Santa Cruz, Calif. — If you want an easy way to design chips, says consultant Jan Decaluwe, look no further than the Python scripting language. Python can be turned into a hardware description language (HDL) with the help of Decaluwe's open-source tool suite, MyHDL.
Decaluwe, a design consultant based in Leuven, Belgium, was a founder of Easics BV, a design services firm that offered a hardware/software synthesis tool in the late 1990s. He's still a director of Easics, which Transwitch Corp. acquired in 2000 and more recently spun back out. But much of his work during the past few years has been the single-handed creation of MyHDL.
“At Easics, we had been using many different scripting languages, and finally we discovered Python,” Decaluwe said. “Python is the most brilliantly designed language I know of. When I left Easics, I thought, 'Wouldn't it be nice to use [it] to do hardware design work?' “
Available for free download at http://myhdl.jandecaluwe.com, MyHDL is essentially a Python package that makes it possible to use the language as an HDL or a hardware verification language. It includes a simulation capability and a recently developed Python-to-Verilog converter.
Why offer all this hard work for free? “In software engineering, I can get all of these wonderful tools developed by brilliant people for free,” Decaluwe said. “In some cases, the real innovation occurs in the open-source world. I really believe hardware design has the potential to become just another software-engineering process.”
MyHDL is logging around 20 downloads per day. “I now have users taking Python to FPGAs,” Decaluwe said. “I hope we are now in an acceleration phase. At this point, the tool is mature enough to promote it more.”
The key idea behind MyHDL, Decaluwe noted, is the use of Python “generators” to model hardware concurrency. Generators can be described as resumable functions. They're similar to Verilog “always” blocks and VHDL processes, Decaluwe said.
MyHDL provides a Python package that allows generators to communicate. It includes an object used to do bit-oriented operations. A built-in simulator runs on top of the Python interpreter. Finally, to “close the loop,” Decaluwe wrote the Python-to-Verilog converter.
“It's not a behavioral-synthesis tool, but it is more intelligent than just a translator,” Decaluwe said. For example, he noted, MyHDL supports enumerated types. By adding different attributes to enumerated types, a MyHDL user can automatically change the encoding of a state machine in the translated Verilog.
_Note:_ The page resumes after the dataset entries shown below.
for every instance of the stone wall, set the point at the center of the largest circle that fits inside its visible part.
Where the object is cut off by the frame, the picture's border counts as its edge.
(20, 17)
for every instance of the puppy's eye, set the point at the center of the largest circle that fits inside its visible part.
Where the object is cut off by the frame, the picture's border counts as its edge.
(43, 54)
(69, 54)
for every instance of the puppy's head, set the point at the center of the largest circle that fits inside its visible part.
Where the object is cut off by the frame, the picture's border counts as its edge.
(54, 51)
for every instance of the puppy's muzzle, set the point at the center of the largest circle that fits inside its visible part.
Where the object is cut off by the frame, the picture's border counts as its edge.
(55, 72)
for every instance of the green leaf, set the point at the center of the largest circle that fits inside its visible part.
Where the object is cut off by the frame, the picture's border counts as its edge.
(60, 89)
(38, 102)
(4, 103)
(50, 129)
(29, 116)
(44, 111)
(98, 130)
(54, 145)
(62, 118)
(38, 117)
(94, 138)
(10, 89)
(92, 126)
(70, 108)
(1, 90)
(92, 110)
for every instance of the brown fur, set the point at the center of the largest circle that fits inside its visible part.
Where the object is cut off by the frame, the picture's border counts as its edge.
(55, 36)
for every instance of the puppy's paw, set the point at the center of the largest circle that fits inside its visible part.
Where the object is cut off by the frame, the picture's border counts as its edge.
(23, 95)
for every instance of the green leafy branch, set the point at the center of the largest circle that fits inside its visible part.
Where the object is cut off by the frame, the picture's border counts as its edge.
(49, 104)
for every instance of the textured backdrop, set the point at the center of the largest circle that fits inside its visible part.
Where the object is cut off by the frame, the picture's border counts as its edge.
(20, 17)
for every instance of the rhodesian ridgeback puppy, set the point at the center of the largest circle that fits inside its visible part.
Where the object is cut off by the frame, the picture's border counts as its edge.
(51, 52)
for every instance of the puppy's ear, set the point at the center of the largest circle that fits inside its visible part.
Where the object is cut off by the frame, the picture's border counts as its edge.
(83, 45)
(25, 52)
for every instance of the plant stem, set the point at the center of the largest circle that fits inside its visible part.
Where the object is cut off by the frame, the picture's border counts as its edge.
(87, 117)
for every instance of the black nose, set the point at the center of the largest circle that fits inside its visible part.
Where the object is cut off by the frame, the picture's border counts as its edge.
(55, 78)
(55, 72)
The converter also supports signed arithmetic, which, said Decaluwe, is a “nightmare” in Verilog. “If you're not careful, everything is done unsigned,” he said. “These issues do not exist in MyHDL. The translator takes care of these things automatically, and can add a signed bit when it's necessary. Verilog users should start taking a look at this, because some of the tasks they face are much harder to do in Verilog directly than they would be in MyHDL.”
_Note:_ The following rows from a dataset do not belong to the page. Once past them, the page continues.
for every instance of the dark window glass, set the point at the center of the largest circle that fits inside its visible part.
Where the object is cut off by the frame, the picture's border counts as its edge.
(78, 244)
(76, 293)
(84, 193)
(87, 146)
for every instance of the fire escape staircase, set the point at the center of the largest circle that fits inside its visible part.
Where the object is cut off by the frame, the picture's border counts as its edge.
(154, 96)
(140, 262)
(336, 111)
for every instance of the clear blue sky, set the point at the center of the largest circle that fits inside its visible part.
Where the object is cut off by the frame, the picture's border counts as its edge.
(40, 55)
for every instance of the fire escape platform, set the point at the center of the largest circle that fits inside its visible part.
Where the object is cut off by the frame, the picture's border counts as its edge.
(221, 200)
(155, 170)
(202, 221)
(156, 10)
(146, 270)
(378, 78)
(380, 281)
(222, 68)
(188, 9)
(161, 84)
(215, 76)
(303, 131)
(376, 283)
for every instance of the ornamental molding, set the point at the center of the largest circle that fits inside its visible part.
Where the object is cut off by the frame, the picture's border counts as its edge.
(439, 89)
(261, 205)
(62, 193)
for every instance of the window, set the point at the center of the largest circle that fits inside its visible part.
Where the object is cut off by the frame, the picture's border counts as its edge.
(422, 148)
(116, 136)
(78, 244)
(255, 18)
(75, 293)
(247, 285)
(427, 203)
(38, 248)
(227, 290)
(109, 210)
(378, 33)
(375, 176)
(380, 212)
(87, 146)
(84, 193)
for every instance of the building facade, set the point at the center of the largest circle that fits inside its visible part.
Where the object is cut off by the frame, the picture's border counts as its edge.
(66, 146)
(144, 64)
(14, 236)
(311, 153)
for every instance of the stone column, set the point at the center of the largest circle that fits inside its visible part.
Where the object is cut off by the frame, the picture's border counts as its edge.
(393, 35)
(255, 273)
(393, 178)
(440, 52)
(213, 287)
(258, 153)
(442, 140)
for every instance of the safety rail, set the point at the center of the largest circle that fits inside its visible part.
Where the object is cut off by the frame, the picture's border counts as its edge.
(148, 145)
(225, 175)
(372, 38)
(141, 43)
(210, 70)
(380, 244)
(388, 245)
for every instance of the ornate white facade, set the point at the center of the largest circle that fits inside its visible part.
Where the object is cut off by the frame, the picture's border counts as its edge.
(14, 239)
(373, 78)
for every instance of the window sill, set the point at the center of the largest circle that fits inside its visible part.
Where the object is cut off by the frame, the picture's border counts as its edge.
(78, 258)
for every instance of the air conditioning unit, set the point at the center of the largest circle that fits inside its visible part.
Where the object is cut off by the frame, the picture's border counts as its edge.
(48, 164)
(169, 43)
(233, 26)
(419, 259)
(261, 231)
While Python can be used as a full-fledged HDL, Decaluwe said, it's unrealistic to expect the big EDA vendors to come out with Python synthesis tools. Hence the need for a conversion to Verilog. Because of the need for implementation, he said, MyHDL focuses on RTL design, even though Python could be used at a much higher level of abstraction. “What I hope will happen is that people will realize they have all these capabilities in Python, and they can use this to create really high-level models,” he said. Testbenches can be written at a high level, Decaluwe noted, and MyHDL models can be co-simulated with traditional HDL models.
The MyHDL simulation capability, meanwhile, supports the concept of “unit testing,” which is widely used in software development. It basically means that tests are written immediately for any hardware module that's developed, however small. An element such as a finite state machine would thus be thoroughly verified before being integrated into the larger system.
Decaluwe said that students, faculty and professional design consultancies are using MyHDL. Based on user feedback, he recently added RAM and ROM inferencing features for Xilinx FPGA designers.
“I don't want this to be an academic exercise,” Decaluwe said. “The goal is to have it be used by real engineers to solve real problems in the industry.”